Friday, 21 June 2013

Vietnam Diary

Vietnam Diary by Mark Wilson (Lothian/Hachette)
HB RRP $24.99
ISBN 9780734412744
Reviewed by Hilary Smillie

Mark Wilson is a noted Victorian author/illustrator of picture books for older children. I have also reviewed Wilson's My Mother's Eyes: The Story of a Boy Soldier (2009) and Angel of Kokoda (2010). The Last Tree (2006) won a Whitley Award in 2007.
Vietnam Diary poses the question many ask when Australian soldiers are sent to fight a war in a foreign country: Why should they go? The answer lies in individual beliefs, such as in the case of the story's two brothers, Leigh and Jason.
Both the boys' grandfather and father fought overseas, the former in the First World War, and the latter in Kokoda, PNG. When the Vietnam war came about, Leigh is dead certain he and his mates should not go, because it is not "our war". Jason, on the other hand, isn't so sure. What if everyone ran away from fighting overseas in the common cause for freedom? Would Australia be a different place if we hadn't fought at Gallipoli or Kokoda or Tobruk?

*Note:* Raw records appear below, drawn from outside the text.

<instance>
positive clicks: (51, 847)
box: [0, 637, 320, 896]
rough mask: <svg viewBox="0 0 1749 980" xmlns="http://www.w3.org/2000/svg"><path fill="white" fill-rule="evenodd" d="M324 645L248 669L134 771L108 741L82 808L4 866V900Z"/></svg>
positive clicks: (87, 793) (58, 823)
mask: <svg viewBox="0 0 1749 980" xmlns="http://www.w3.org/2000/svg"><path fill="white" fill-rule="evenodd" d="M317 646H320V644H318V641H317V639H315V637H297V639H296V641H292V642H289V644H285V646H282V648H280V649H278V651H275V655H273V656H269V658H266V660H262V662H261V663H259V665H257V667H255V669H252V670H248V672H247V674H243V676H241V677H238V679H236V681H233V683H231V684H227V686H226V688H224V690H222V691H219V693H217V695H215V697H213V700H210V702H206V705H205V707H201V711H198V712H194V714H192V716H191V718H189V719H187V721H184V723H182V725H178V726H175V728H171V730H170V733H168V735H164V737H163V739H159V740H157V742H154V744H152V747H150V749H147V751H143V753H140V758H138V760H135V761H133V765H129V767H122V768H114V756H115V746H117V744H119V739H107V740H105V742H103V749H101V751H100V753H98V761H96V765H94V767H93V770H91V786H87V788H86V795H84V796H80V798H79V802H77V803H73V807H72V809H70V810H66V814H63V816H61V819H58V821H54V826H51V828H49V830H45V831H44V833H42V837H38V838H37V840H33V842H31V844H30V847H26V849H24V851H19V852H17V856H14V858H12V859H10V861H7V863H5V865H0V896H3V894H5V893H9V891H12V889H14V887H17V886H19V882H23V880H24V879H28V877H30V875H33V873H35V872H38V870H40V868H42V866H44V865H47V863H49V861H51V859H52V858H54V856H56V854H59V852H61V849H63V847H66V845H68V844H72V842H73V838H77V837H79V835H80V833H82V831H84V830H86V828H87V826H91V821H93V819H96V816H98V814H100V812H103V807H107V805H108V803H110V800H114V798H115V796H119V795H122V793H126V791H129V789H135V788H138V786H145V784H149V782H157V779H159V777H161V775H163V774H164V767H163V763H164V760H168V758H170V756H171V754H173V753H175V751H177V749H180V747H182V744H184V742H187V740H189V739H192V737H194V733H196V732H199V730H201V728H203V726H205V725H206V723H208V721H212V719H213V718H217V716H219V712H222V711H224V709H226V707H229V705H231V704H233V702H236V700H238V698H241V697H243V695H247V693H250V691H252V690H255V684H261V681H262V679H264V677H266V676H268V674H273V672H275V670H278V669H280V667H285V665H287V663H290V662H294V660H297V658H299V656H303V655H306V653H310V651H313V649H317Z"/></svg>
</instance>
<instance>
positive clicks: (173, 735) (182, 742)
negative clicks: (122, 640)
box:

Many of Wilson's illustrations are nostalgic, depicting a boyhood of shared cricketing dreams. There is high excitement when Leigh and Jason attend their first MCG test match. Jason regards his match ticket as lucky and when he is conscripted, makes sure he tucks it into his wallet before he leaves for the Puckapunyal training camp.

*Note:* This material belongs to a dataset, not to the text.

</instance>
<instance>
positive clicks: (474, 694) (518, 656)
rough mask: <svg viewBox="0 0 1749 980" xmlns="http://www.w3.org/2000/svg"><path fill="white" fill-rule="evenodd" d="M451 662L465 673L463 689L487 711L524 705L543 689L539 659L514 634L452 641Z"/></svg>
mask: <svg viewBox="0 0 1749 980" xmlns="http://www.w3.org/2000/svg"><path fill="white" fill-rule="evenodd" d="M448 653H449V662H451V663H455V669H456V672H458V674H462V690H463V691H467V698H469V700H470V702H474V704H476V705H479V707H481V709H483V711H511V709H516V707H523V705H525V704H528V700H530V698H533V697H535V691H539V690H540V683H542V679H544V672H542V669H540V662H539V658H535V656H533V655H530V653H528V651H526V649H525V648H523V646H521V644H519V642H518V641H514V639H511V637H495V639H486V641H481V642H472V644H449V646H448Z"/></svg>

Jason decides, after his training period is over, to join his mates and go to Vietnam even though, as a conscript, he could have refused. Leigh who had hoped to dissuade him from the start, has to accept that their opinions on war will remain divided.
Through Jason's diary, the reader learns that Jason does not hold anything against Leigh for his pacifist stance even though he has yet to receive a letter from him. When a letter finally arrives he keeps it aside until after his patrol duty that night, trying to overcome the Vietcong.
The battle of Long Tan in August 1966 is now a part of history. Jason never got to read his brother's letter, but if Leigh read his younger brother's diary, he might have also been surprised. The Afterword is heartwarming, if sad.
Vietnam Diary is a sensitive picture book whose words and images give moving insights into the conflicting emotions and challenges faced by young soldiers at war.